I have a pretty much ordinary 20GB IDE hard drive (Seagate Baracuda IV), partitioned into boot (ext3), swap, / (ext3) and /home (ext3). It seems that I've given too much space to /home (hda4), and too little to / (hda3). I want to transfer 2-3 GB... is there any reliable, relatively easy way to do this without data loss?

(I consider the Gentoo installation to be "relatively easy", don't go all-out looking for a pretty Qt GUI app that does this)

----------

## MathFreak

You may want to check out parted.  The homepage is http://www.gnu.org/software/parted and it's in portage.  Unfortunately, ext2/3 partitions have to start on the same place, so I don't know if this will work.

There's also Partition Magic which comes with bootdisks and can resize ext3 partitions.  That's not free however.  Also, the same restrictions as parted may apply (I'm not sure).
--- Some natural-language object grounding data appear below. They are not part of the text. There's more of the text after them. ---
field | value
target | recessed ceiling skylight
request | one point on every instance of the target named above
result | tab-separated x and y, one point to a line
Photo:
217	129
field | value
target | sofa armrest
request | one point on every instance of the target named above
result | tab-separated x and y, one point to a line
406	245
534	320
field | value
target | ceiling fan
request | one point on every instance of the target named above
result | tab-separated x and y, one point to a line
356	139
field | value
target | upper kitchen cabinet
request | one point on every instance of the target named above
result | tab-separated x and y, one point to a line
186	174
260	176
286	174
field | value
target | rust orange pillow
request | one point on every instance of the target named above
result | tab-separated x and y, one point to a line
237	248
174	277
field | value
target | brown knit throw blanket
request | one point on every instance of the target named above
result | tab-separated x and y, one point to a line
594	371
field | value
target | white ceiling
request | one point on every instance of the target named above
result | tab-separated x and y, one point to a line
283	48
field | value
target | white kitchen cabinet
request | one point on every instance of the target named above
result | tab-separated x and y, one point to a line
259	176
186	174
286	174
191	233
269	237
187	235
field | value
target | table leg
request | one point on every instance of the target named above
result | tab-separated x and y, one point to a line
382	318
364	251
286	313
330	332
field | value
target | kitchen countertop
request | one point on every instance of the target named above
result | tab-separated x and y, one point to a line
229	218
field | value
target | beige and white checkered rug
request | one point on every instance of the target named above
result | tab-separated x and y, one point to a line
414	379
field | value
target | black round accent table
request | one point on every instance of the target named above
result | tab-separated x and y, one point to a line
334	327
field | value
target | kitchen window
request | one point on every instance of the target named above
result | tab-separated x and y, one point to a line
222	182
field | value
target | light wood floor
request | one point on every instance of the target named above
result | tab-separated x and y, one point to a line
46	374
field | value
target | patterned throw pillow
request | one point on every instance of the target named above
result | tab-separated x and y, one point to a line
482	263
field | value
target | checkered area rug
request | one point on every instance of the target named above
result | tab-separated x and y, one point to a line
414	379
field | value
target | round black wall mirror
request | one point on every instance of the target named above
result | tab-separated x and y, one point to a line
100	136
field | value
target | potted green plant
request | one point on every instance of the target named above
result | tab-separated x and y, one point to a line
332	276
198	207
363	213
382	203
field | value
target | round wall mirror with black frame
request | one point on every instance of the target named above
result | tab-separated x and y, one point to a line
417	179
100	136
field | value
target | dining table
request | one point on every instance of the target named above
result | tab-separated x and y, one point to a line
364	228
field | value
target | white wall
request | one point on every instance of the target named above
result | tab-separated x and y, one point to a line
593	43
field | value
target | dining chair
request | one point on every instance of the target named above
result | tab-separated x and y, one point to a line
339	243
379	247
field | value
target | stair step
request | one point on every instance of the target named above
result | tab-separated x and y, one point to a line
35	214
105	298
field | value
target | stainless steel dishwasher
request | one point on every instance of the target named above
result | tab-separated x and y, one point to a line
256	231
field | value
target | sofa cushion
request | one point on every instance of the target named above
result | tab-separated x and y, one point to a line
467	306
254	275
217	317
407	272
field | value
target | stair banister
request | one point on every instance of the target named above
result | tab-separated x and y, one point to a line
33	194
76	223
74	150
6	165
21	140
If you're in an emergency, try clearing out some files from /usr/portage/distfiles to give yourself some breathing room.

----------

## yngwin

First of all: make a backup of important data!

Parted is the way to go I think. If you go the way of a commercial program, don't even think about PM, get Acronis Partition Expert instead: it's much more reliable, and less expensive as well!

----------

## tactless

Since /home is the last partition on the drive, I guess I can tar up everything important and store it elsewhere, and then recreate it. Absolutely no way to move ext3 partitions?

Also: Is parted reliable and relatively easy?

----------

## PowerFactor

IMO parted is reliable, and not hard to use. Definately RTM first though.  Depending on how much stuff is in /home you might be able to shrink it enough to move it around.   IIRC you can move an ext3 partition with parted as long as the destinition doesn't overlap the source. IOW you cant just slide a 7gig partition over 2 gigs, you have to move it at least 7gig in either direction.

----------

## crimson

Are there any Linux programs besides parted that can resize ext3 partitions?  Unfortunately parted can't move the beginning of ext2/3 partitions so, I can't make my root filesystem any bigger since it's at the very end of the hard drive.  I do have partition magic, and regardless of what people say it is an excellent program and I"ve never had trouble with it, but I like to do things the Linux way even if it is a little harder and dangerous sometimes.

----------

## PowerFactor

 *crimson wrote:*   

> Are there any Linux programs besides parted that can resize ext3 partitions?  Unfortunately parted can't move the beginning of ext2/3 partitions so, I can't make my root filesystem any bigger since it's at the very end of the hard drive. 

 Well, the only way I know of is with fdisk + dd + resize2fs.  But I've never tried that combination to move the beginning of the partition so I don't know if that would work.  In theory I think it could. Anybody done that?

As far as other all in one partition resizers I think parted is pretty much it for linux.  I could very well be wrong about that though.

----------

## Calbar

take a look at qtparted !!! it's a qt-based app that use both ntfsprogs and parted --> resizing of NTFS.

qtparted.sourceforge.net

----------